Der Bus fuhr schon ein Weilchen, als mich das Kind plötzlich antippte. Ich wandte den Kopf und sah es an. Langes, rabenschwarzes Haar umrahmte den Kopf, und große, dunkle Augen, wie blaue Glasmurmeln, blickten mich an.
„Bist du traurig?“
Irritiert sah ich das Mädchen an und dann ihre Mutter. Die Frau war eingeschlafen und hörte außerdem Musik. Wieder schaute ich das Mädchen an. Es hatte mit ernster Miene gesprochen und blickte mich abwartend an. Ich wusste nicht, was ich sagen sollte. Aber mir war klar, dass ich sie nicht belügen konnte, warum auch immer.
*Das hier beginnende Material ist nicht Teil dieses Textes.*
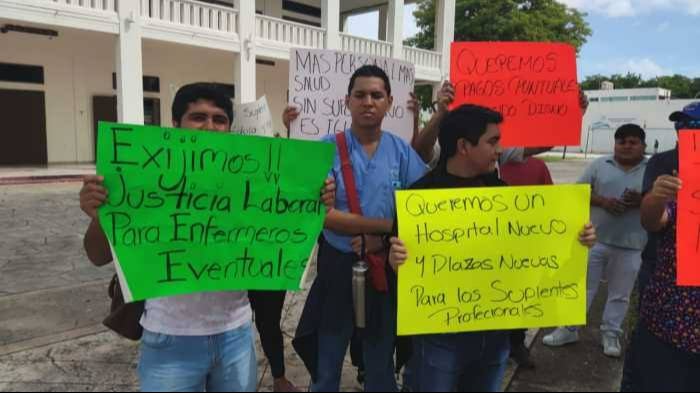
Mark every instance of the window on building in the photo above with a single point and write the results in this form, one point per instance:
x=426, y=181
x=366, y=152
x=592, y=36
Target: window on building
x=301, y=8
x=614, y=99
x=644, y=98
x=21, y=73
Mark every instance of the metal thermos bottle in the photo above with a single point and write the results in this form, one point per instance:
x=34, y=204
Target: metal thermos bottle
x=359, y=277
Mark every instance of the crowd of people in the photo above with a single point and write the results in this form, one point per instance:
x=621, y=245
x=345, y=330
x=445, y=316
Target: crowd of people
x=205, y=341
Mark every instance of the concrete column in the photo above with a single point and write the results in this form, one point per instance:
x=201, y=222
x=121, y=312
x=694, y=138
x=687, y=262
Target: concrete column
x=445, y=32
x=330, y=20
x=245, y=71
x=395, y=27
x=129, y=65
x=383, y=31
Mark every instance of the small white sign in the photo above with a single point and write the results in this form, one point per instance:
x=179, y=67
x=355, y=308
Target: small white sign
x=318, y=85
x=253, y=118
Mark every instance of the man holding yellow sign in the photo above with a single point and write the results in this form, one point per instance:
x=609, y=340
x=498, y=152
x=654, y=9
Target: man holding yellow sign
x=478, y=261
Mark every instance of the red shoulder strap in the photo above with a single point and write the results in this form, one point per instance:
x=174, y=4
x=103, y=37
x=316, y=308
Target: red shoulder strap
x=348, y=176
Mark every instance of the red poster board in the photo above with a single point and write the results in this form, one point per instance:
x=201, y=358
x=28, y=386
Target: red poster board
x=534, y=86
x=689, y=210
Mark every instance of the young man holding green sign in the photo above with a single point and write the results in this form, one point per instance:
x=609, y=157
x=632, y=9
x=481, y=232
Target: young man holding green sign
x=197, y=342
x=470, y=136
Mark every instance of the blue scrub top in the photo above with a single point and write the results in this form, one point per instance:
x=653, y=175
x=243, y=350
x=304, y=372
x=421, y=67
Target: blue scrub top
x=394, y=166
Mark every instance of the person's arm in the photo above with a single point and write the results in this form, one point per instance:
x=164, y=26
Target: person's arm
x=653, y=211
x=424, y=142
x=92, y=196
x=349, y=224
x=613, y=206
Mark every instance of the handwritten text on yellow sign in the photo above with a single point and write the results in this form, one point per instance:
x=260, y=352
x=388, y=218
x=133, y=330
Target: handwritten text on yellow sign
x=492, y=258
Ein verlegenes Grinsen stahl sich auf meine Lippen.
„Ja, ich glaube schon.“
„Warum?“
Dieses Wesen hatte mich ohnehin schon aus dem Konzept gebracht, aber nun war ich vollends verwirrt.
„Ich … weiß nicht.“
„Doch, bestimmt.“
Ich fragte mich, wie ein so kleiner Mensch größte Ernsthaftigkeit, kindliche Unschuld und eine so unglaubliche innere Ruhe ausstrahlen konnte.
„Wie heißt du?“
Bevor das Mädchen antworten konnte, hielt der Bus an und die Mutter zog das Mädchen mit mürrischer Miene hinter sich her.
Zum Abschied lächelte dieses mir so zu, als wüsste es auf alle Fragen dieser Welt die Antwort – sofern sie eine Antwort wert waren -, und als wäre ich ein dummes Ding, das sie alle zugleich gestellt hatte. Trotzdem war das Lächeln nicht überheblich, sondern fast schon gütig.
Mutter und Tochter verließen den Bus und dieser fuhr wieder an.
Auf dem Sitz des Mädchens lag ein kleiner Zettel, zusammengeknüllt und arg mitgenommen. Ich faltete ihn auseinander und in krakeliger Kinderhandschrift stand dort geschrieben:
„Ich nehme dich bei der Hand,
Zeig dir das Märchenland,
Wo Liebe und die Freundschaft zählt,
Und keinem was fehlt.“
Ich musste schmunzeln. Dieses Land würde ich ja nur zu gern wenigstens einmal besuchen.
Nachdenklich schloss ich meine Hand fest um den kleinen Zettel und war mir sicher, dass ich diese Begegnung nie wieder vergessen würde.